Aux destructions directes occasionnées par les frappes s'ajoutent les conséquences indirectes de la guerre : les coupures d'électricité provoquées par les attaques russes contre le réseau énergétique compliquent le fonctionnement des terminaux. Certains équipements ne fonctionnent que grâce à des générateurs coûteux et difficiles à obtenir. D'autres infrastructures attendent depuis des mois des pièces de rechange importées. "On commande les composants à l'étranger, on attend plusieurs mois qu'ils soient livrés; puis, on espère qu'ils ne seront pas détruits à nouveau", soupire Hryhoriouk.

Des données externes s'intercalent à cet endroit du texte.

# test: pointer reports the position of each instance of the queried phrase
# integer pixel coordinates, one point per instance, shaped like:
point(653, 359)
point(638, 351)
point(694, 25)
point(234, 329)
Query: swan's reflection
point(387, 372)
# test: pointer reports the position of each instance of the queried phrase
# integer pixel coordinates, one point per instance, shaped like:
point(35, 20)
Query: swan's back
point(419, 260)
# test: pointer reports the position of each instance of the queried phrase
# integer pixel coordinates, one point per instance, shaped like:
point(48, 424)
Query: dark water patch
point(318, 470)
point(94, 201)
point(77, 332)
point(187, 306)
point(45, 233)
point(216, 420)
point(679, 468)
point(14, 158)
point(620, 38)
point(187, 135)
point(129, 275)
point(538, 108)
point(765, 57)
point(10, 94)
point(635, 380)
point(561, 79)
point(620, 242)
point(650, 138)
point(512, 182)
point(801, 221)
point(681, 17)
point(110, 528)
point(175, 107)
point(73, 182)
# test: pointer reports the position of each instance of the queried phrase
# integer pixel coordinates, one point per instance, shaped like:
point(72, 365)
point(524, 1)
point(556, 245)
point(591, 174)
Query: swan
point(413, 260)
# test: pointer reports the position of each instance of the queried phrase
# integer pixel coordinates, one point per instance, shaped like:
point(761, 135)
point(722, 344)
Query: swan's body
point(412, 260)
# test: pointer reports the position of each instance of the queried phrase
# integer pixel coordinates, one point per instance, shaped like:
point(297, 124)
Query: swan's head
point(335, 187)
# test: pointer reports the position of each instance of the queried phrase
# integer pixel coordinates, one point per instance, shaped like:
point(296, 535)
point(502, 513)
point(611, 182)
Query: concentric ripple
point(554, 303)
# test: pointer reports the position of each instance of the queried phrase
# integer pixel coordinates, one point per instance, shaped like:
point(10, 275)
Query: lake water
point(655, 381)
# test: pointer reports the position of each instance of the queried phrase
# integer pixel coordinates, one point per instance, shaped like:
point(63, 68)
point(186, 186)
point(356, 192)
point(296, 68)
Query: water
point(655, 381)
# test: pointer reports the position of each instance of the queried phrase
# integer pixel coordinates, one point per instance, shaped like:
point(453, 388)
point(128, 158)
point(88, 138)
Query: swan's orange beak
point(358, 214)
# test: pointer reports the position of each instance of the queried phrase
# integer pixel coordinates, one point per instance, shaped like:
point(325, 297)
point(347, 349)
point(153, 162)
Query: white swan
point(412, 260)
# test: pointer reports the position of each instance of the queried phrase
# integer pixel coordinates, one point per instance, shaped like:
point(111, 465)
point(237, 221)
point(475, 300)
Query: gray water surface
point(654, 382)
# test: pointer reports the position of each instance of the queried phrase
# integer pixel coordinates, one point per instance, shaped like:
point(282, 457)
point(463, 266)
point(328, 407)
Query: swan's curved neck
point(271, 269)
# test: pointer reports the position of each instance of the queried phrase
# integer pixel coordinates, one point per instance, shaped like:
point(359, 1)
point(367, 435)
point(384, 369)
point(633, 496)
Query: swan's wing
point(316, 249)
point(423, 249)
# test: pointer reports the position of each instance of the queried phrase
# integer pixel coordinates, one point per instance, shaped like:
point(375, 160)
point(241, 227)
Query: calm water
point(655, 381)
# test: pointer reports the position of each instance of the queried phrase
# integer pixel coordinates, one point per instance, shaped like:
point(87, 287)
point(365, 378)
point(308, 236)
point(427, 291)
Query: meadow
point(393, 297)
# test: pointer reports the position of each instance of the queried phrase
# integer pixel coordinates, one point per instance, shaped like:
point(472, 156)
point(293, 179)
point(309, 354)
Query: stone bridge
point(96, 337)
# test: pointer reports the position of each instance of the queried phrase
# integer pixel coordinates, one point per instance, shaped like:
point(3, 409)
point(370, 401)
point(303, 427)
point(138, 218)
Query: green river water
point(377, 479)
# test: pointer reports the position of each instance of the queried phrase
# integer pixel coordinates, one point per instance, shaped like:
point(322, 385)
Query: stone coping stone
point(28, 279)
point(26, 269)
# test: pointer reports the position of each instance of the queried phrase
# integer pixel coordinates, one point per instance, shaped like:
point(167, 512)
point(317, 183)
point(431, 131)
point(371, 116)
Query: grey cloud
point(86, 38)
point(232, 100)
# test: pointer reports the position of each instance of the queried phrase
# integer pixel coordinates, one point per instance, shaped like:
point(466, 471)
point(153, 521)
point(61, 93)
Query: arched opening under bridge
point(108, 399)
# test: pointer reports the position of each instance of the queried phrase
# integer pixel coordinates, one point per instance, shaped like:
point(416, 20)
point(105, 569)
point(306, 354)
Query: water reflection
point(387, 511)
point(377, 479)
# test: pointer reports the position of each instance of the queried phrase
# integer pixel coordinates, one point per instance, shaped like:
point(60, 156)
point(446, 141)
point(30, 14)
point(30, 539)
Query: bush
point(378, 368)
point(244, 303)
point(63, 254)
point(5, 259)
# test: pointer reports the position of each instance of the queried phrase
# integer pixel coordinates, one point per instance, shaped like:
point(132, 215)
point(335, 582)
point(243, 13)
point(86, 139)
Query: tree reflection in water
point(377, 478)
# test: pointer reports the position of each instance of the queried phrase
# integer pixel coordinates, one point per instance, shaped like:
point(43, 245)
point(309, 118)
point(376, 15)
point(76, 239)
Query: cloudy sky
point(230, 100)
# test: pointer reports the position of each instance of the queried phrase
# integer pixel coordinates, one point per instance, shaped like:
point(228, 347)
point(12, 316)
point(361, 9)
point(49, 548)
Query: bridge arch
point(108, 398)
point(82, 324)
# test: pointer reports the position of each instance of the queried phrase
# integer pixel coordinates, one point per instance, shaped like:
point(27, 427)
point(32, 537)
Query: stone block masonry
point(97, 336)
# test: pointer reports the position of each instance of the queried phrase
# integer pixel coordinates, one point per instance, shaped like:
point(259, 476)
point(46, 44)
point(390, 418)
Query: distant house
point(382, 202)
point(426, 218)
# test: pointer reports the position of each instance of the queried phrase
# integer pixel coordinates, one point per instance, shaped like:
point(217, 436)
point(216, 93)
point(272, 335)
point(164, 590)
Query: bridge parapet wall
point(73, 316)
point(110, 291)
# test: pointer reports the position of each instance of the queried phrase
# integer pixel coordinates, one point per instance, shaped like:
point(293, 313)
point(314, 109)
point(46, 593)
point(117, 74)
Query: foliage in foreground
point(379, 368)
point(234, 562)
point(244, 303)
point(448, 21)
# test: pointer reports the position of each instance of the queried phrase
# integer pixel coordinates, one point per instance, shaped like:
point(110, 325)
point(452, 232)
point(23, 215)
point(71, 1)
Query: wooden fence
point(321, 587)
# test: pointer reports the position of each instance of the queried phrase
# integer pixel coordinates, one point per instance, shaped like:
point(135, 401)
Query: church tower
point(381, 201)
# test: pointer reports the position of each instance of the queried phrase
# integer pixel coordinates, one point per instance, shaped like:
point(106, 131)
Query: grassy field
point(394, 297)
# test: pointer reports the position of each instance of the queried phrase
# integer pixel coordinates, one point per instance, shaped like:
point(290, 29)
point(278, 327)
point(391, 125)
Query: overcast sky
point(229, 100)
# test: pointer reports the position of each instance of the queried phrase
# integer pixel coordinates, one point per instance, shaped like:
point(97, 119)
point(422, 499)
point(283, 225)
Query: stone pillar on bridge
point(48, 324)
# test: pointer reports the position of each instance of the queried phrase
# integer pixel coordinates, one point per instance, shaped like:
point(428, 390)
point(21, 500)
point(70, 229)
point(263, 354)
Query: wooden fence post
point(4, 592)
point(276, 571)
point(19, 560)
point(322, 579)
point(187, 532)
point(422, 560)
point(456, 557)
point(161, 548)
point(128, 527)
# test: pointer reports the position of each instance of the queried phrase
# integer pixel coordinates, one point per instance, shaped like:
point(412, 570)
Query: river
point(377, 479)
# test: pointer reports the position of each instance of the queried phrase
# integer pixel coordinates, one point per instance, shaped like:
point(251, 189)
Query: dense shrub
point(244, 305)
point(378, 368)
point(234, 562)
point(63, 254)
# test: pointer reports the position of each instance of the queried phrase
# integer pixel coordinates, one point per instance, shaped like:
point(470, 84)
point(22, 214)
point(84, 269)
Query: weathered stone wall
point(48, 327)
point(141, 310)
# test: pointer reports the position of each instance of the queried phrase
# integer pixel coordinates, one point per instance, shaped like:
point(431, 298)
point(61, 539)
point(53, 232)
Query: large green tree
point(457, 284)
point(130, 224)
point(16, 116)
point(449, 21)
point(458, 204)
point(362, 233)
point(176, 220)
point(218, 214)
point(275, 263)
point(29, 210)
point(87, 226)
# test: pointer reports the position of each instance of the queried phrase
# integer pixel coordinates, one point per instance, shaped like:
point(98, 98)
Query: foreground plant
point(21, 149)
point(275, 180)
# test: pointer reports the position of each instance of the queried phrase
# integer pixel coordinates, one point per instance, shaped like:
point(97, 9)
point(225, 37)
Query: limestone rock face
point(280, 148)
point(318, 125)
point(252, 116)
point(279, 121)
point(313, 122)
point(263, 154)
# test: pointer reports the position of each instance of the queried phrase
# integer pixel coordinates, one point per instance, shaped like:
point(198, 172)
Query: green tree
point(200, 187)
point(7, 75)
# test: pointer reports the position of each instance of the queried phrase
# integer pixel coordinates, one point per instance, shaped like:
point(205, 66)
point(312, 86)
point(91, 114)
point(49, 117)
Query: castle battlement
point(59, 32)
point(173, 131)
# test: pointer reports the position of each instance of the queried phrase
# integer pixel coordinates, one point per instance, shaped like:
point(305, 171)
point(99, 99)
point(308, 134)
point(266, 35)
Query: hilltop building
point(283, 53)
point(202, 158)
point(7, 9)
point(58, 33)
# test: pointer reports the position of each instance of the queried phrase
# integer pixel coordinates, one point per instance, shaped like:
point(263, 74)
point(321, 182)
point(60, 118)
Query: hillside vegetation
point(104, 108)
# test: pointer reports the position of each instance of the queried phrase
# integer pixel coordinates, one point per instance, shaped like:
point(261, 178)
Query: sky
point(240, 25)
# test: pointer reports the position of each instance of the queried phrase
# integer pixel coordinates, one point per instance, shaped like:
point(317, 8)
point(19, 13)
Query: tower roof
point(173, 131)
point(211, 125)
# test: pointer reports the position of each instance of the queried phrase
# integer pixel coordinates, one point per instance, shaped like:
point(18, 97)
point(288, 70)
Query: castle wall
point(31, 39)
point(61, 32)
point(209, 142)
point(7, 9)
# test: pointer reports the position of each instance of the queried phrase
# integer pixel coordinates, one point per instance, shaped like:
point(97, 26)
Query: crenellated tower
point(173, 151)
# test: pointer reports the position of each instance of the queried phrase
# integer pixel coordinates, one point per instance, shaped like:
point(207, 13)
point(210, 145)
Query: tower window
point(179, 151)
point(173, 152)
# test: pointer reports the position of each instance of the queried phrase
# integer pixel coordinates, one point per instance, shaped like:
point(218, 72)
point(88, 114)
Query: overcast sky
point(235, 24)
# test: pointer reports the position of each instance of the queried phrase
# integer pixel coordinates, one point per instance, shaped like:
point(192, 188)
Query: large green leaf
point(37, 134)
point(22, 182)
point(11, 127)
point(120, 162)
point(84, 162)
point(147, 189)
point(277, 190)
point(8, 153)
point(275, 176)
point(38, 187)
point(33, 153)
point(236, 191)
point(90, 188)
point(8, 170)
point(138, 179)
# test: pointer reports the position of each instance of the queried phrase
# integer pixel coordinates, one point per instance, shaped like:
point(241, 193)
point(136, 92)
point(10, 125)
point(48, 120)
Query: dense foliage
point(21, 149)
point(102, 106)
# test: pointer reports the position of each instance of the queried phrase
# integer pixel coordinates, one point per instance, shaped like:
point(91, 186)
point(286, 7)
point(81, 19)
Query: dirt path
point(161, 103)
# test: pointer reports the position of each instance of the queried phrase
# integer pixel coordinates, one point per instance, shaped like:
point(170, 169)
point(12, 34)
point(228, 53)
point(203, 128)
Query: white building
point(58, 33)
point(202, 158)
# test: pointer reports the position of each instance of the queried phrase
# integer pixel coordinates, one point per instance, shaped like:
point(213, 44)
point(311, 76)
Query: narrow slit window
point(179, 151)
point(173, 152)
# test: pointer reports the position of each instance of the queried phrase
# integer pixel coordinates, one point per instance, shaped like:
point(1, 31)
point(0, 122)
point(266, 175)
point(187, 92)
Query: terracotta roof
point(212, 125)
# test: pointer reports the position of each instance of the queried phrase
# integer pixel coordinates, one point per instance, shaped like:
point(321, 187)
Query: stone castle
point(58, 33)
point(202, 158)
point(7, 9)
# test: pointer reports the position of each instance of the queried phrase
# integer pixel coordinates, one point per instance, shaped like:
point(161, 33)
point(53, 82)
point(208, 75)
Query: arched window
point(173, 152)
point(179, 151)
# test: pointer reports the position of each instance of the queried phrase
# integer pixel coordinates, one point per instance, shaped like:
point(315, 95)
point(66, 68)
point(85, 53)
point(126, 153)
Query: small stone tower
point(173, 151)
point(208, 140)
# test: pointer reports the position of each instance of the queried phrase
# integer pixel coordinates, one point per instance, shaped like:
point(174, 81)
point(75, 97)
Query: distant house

À Odessa, le travail des légistes pour rendre leur nom aux morts de l'Ukraine : "Papa, nous t'attendons"Malgré tout, les ports ukrainiens continuent de fonctionner. Les volumes traités augmentent progressivement depuis la mise en place par Kiev du corridor en mer Noire : plus de 30 millions de tonnes de fret ont ainsi été traitées dans les ports ukrainiens depuis le début de l'année. Mais cette reprise reste fragile.
"Après chaque amélioration de la situation sécuritaire, certains armateurs reviennent. Puis, une nouvelle attaque survient et tout est remis en question", observe le responsable syndical. À long terme, les professionnels du secteur redoutent une menace autrement plus pernicieuse que les bombardements : la disparition progressive de la main-d'œuvre qualifiée. Même avant la guerre, les ports ukrainiens peinaient déjà à attirer de jeunes travailleurs. Depuis 2022, nombre de spécialistes ont trouvé un emploi en Allemagne, en Pologne ou ailleurs en Europe. "Le plus grand défi après la guerre sera probablement de faire revenir les travailleurs", estime Hryhoriouk.
En attendant, en dépit des sirènes qui retentissent désormais chaque jour, le travail se poursuit sur les quais d'Odessa, de Tchornomorsk et de Pivdenny. De ses dockers, marins et travailleurs portuaires dépendent désormais la survie économique de l'Ukraine.